2. Поскольку китайской стратегии, если судить о ней по древним трактатам, свойственно опираться на потенциал, заложенный в ситуации, и определять характер действий в зависимости от постоянно меняющихся обстоятельств, ей чужда идея предопределения хода событий в соответствии с заранее составленным планом как неким идеалом, к которому надо стремиться и который должен быть более или менее завершенным («стратегический план» по Клаузевицу: такой план показывает, когда, где и какие воинские соединения должны дать бой). Китайский стратег действительно далек от того, чтобы проецировать на ожидаемые события идею, указывающую им, какими они должны быть, какими он их представляет себе и как предполагает добиться того, чтобы они покорялись его воле; ведь он рассчитывает сыграть именно на том, что использует реальное развитие событий.

Если уж какая-то операция должна быть проработана заранее, до вступления в боевые действия (в «храме предков», как у нас – в «кабинете министров»), то ее станут рассматривать не в рамках «плана», а в рамках «оценки» (понятие сяо) и в свете понятия «взвешивания», то есть оценки, заблаговременной и требующей расчета – понятие цзи). Стратег должен начать с тщательного учета наличных сил, взвесить, рассчитать все факторы, которые могут оказаться благоприятными для той и другой стороны и выделить те из них, которые помогут ему одержать победу. Древний трактат, который мы начали читать, начинается с систематического изложения того, как строго следует проводить эту предварительную (и совершенно необходимую) оценку (Сунь-цзы, гл.1, «Цзи»). Ее надо вести в соответствии с пятью базовыми критериями: моральный дух, метеоусловия – «небо», топографические условия – «земля», командование и система организации. Требуется получить ответы на определенную совокупность вопросов: 1. Кто из владык обеспечивает самый высокий моральный дух? 2. У кого самые способные командиры? 3. Какой стороне наилучшим образом благоприятствуют погодные и природные условия? 4. Где лучше выполняются приказы? 5. Какая из сторон наилучшим образом вооружена? 6. На чьей стороне лучше обучены офицеры и солдаты? 7. Наконец, кто лучше соблюдает дисциплину? Эксперт в области стратегического искусства должен сделать заключение: «На основании вышеизложенного мне известно, кто победит, а кто потерпит поражение». Потому что потенциал – реальная сила обстоятельств – зависит и от состояния противника, иего можно определить только ответами на перечисленные нами вопросы.

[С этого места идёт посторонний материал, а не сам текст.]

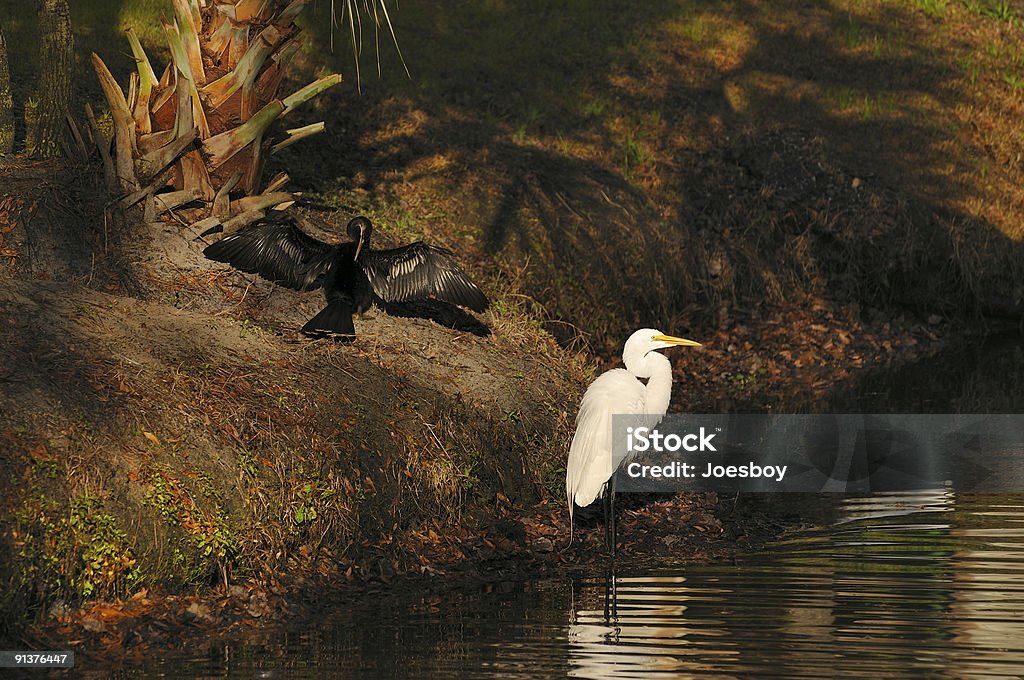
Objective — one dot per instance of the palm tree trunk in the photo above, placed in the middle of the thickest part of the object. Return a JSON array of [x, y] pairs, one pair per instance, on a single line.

Действительно, при переходе от заключения о наличествующих силах к определению существующего потенциала ситуации разыгрывается основная карта стратегии. Еще одну фразу из древнего трактата стоит рассмотреть очень внимательно: «После тщательного взвешивания всего того, что может оказаться выгодным (в соответствии с семью вышеназванными вопросами – Ф.Ж.) определяют потенциал ситуации, который может быть доступен вовне (то есть при проведении операции не в терминах оценки, а на поле боя). А значит, потенциал состоит в том, чтобы «определить все, что зависит от обстоятельств и касается успеха». Подобный анализ позволяет учитывать все вплоть до мельчайших деталей, непредвиденных обстоятельств, грозящих разрушить построенный план. Более того, заложенная в потенциале ситуации возможность изменения позволяет вносить незначительные коррективы, обусловленные естественным направлением событий. Исходной точкой служат логика моделирования (логика плана-модели, дающего информацию о фактах) и логика воплощения (идея-проект конкретизируется во времени), а приводят они к логике развития: дать эффекту развиваться своим ходом в соответствии с логикой самого начавшегося процесса.

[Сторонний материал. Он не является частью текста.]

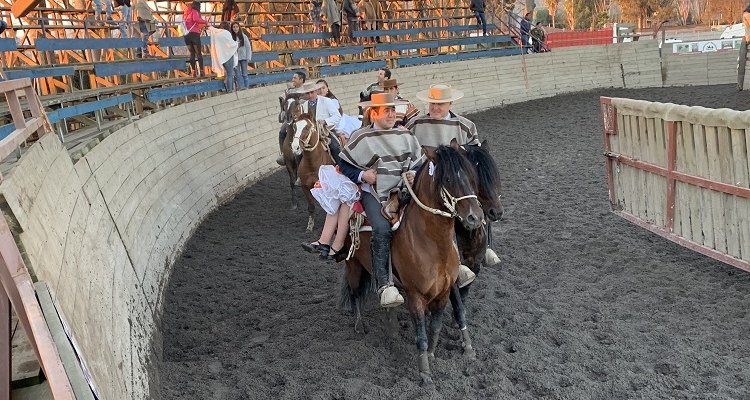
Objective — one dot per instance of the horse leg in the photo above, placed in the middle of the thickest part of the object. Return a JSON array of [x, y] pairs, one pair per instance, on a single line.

Уже на данной стадии обстоятельства не мыслятся как «нечто, лежащее вовне», второстепенное, как отдельные детали (дополняющие «главное»: отсылка к метафизике «сущности и явления»). Обстоятельства суть то, с помощью чего осуществляется возможное: прежде всего, потенциал ситуации, возможности, заложенные в ней. Вывод: потенциал есть нечто зависящее от обстоятельств – существующее исключительно в заданных обстоятельствах (отсюда потенциальность, обилие возможностей и необходимость использовать их для развития успеха).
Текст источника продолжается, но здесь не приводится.